El reconocimiento del abandono estatal en las últimas décadas es un punto crucial en el discurso de Jerí, quien admitió que esta ausencia facilitó la expansión de grupos dedicados al tráfico de bienes, personas y recursos naturales. En respuesta, anunció el fortalecimiento del equipamiento de la PNP, el incremento de patrullajes y el envío de más efectivos a los puntos críticos de ingreso irregular identificados en la frontera con Ecuador, donde rutas para el tráfico de migrantes, insumos químicos, mercancía ilegal y maquinaria minera son vulnerabilidades constantes.

La dimensión internacional de la problemática tampoco se ha pasado por alto. Jerí adelantó la realización, en las próximas semanas, de un encuentro binacional Perú–Ecuador para abordar temas clave como el libre tránsito en zonas de frontera, acuerdos intermunicipales y acciones conjuntas contra la migración irregular. En Tumbes, autoridades locales han alertado sobre el avance de la minería ilegal proveniente de Ecuador, que estaría contaminando el río Tumbes, un asunto crítico que el presidente aseguró formará parte de la agenda bilateral en busca de «acuerdos ejecutables y de cumplimiento inmediato».
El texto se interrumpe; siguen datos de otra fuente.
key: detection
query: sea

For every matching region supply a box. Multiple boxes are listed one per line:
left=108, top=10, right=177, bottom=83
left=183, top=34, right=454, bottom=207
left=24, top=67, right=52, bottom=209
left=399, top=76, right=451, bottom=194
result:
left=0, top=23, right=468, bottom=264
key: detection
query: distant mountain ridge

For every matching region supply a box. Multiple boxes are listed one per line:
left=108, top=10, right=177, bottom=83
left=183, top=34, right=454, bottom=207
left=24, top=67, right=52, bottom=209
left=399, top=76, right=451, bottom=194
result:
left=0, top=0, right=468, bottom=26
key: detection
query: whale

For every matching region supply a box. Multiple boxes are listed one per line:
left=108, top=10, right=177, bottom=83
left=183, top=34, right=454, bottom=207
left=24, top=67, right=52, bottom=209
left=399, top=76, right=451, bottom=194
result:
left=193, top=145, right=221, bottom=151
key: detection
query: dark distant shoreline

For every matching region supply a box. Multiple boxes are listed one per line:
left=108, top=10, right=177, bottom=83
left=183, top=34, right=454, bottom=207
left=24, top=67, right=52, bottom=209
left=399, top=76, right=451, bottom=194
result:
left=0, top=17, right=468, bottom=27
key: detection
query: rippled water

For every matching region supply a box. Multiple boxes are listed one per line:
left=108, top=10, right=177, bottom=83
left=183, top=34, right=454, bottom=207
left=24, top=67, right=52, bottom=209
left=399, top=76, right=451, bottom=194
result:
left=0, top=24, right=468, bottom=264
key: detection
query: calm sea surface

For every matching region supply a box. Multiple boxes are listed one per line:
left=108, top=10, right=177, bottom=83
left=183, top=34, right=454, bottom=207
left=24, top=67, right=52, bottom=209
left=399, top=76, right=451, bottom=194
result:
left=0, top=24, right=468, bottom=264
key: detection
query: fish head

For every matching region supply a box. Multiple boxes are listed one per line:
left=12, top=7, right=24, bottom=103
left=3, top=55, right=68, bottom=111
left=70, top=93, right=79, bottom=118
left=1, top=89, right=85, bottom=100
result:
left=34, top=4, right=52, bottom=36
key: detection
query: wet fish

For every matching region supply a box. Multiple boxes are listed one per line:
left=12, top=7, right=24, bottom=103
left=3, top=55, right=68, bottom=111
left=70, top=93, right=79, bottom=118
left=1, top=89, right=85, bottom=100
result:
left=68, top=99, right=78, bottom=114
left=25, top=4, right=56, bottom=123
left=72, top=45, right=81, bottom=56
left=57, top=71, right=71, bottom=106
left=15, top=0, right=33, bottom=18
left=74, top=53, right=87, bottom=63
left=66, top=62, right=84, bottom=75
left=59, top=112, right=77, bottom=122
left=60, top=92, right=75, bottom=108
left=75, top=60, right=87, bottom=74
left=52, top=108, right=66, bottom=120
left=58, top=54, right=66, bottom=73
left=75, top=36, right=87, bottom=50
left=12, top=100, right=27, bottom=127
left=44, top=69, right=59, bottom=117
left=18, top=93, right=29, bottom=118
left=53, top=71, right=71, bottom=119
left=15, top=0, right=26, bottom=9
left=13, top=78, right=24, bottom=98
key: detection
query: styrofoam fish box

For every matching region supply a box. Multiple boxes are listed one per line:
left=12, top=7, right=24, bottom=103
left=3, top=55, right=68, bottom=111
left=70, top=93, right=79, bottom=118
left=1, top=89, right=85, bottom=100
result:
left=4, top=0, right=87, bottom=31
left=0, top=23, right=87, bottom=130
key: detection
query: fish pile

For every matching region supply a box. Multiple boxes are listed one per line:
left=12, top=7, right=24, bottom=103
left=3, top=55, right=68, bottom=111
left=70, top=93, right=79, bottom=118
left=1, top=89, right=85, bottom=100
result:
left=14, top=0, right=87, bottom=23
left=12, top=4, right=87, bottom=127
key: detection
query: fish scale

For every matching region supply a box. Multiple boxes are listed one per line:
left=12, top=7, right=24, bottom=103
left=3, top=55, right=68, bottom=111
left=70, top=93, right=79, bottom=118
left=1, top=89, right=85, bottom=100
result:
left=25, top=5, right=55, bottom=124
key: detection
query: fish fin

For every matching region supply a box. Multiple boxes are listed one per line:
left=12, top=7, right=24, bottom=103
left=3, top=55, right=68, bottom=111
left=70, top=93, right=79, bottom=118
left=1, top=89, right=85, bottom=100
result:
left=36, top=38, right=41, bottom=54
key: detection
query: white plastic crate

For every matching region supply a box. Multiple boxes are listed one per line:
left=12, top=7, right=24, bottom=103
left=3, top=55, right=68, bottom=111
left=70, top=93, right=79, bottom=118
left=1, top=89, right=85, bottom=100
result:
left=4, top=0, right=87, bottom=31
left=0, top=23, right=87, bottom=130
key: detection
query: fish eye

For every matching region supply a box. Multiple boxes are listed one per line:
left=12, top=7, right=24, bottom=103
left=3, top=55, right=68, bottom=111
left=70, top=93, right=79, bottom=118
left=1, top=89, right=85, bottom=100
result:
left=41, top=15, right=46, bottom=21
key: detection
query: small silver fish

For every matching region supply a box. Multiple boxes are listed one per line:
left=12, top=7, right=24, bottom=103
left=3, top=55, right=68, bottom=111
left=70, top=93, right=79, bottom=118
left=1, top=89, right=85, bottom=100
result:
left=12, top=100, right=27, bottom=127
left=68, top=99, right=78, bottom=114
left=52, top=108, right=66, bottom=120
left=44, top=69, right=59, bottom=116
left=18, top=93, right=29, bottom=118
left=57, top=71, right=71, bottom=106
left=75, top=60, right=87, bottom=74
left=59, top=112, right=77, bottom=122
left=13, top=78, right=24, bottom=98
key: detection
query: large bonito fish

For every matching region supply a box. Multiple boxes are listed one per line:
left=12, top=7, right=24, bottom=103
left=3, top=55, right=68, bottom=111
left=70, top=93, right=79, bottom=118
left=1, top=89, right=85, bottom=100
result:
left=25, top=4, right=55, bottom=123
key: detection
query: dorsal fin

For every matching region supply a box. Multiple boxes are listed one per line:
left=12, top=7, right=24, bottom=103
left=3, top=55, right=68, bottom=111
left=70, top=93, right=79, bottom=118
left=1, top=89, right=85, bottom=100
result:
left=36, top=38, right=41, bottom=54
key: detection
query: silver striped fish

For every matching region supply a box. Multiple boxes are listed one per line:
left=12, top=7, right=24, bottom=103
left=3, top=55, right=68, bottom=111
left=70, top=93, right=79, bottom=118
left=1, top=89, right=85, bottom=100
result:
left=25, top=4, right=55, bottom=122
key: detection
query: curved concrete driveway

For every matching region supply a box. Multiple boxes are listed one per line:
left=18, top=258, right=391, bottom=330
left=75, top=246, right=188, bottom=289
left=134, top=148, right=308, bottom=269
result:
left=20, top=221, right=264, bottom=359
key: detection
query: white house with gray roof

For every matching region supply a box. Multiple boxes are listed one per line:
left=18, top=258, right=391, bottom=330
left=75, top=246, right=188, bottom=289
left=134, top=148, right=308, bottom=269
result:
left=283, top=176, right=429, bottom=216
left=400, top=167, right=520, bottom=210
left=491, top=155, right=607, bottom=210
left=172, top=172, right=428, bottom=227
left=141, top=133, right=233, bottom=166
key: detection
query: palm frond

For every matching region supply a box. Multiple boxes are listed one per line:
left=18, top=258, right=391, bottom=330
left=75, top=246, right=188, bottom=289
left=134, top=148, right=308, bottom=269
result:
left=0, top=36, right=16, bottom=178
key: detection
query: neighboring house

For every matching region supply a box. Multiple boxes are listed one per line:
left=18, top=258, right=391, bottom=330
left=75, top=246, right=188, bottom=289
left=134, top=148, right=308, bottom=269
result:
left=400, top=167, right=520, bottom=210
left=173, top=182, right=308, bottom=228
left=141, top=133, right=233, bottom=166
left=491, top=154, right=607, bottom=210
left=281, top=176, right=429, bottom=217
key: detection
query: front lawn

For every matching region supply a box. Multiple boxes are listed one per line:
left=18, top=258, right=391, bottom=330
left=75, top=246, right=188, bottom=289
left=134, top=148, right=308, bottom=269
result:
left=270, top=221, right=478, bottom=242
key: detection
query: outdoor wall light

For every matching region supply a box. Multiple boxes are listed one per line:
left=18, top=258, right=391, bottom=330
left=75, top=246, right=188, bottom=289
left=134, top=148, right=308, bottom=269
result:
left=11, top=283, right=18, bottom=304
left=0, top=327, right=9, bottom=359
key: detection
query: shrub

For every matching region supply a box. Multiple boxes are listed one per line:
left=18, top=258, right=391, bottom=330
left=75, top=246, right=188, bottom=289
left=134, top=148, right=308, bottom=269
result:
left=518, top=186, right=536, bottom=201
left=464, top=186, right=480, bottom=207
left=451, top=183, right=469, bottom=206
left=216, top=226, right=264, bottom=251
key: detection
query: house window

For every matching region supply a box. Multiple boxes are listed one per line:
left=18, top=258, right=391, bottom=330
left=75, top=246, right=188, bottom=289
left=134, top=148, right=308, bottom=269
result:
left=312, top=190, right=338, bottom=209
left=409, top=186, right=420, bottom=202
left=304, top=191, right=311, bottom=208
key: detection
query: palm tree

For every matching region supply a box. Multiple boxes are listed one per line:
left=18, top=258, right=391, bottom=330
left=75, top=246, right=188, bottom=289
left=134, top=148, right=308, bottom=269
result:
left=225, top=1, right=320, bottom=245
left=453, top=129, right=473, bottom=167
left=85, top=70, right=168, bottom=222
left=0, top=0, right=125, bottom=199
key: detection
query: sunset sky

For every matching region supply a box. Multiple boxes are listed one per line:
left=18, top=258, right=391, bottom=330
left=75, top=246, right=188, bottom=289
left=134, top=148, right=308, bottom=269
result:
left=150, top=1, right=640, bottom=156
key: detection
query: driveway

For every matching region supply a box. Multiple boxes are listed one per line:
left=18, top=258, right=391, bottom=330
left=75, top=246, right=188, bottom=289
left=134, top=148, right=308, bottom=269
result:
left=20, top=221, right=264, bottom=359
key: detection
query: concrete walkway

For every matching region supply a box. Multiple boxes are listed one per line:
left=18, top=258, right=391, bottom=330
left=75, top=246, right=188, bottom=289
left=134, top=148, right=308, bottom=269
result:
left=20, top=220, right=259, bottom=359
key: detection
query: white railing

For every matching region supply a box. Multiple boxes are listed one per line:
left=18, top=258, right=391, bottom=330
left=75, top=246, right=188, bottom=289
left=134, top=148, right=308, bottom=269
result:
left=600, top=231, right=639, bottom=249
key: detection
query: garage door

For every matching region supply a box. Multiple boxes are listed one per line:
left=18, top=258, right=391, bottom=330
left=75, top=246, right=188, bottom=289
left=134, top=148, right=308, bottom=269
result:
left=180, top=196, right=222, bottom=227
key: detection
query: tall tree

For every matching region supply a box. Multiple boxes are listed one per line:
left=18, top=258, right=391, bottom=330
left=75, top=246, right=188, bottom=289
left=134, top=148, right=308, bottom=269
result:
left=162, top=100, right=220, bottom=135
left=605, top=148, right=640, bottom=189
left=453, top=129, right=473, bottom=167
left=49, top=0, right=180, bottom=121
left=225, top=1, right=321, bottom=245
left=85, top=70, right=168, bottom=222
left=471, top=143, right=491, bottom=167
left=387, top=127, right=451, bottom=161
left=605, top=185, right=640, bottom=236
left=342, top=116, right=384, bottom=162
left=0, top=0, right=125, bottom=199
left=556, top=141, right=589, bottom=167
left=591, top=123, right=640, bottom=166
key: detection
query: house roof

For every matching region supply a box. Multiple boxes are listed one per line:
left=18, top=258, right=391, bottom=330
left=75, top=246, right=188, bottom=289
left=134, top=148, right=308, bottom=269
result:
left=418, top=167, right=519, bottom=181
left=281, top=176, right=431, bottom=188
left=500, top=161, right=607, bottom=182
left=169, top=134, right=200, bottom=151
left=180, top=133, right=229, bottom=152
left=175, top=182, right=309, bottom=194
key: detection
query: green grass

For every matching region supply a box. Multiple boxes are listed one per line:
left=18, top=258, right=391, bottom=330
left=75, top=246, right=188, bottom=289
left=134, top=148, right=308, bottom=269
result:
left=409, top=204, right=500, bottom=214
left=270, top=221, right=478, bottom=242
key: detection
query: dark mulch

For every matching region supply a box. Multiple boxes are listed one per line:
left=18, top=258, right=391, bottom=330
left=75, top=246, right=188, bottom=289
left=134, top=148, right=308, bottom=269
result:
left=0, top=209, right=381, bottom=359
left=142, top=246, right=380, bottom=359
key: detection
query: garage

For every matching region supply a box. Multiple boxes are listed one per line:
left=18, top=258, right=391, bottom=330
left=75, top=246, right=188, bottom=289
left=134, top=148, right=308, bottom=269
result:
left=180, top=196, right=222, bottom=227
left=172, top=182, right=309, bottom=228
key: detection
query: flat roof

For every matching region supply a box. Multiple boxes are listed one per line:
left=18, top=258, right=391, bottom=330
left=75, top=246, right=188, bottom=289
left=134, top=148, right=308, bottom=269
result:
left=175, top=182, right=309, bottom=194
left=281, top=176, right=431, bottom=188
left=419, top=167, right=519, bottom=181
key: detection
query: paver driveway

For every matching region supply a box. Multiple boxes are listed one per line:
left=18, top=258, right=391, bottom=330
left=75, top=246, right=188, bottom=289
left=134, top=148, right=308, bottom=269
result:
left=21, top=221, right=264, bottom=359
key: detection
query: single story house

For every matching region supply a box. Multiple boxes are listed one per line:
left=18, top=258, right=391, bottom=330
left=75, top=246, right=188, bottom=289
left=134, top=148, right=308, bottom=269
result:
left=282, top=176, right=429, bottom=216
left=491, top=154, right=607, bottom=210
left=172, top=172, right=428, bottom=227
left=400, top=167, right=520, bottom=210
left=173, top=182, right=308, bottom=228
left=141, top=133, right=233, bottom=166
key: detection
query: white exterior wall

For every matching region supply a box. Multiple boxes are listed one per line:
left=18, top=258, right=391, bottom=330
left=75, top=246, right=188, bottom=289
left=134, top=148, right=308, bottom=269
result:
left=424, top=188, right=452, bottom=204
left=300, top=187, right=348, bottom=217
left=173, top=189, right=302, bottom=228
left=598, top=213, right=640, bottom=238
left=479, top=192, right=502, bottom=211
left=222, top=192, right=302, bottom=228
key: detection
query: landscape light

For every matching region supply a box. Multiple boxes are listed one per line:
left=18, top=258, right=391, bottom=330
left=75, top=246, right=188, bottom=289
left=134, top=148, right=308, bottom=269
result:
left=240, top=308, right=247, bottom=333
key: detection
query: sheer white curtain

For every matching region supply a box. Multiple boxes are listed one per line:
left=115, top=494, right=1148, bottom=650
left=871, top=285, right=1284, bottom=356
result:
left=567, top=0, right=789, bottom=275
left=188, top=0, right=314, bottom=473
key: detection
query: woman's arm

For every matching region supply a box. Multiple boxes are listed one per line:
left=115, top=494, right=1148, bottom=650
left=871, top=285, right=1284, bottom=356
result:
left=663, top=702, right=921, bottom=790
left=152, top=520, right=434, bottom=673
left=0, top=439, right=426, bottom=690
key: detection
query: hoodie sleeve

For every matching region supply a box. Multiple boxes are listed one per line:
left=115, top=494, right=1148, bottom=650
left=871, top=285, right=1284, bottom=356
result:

En suma, el gobierno proyecta que el control militar permitiría una mayor capacidad de respuesta frente a redes criminales, vigilancia permanente, operativos conjuntos más rápidos y un despliegue reforzado en tierra, mar y aire. Sin embargo, la materialización de estas expectativas pende del debate legislativo y de cómo se aborden las complejas aristas de una política que busca una «mano dura» en las fronteras, pero que debe garantizar, a su vez, el respeto al orden constitucional, la sostenibilidad del desarrollo y la protección de los derechos de todos los ciudadanos. La propuesta de Jerí, en definitiva, abre un capítulo crucial sobre el futuro de la seguridad y el desarrollo en las vulnerables fronteras peruanas.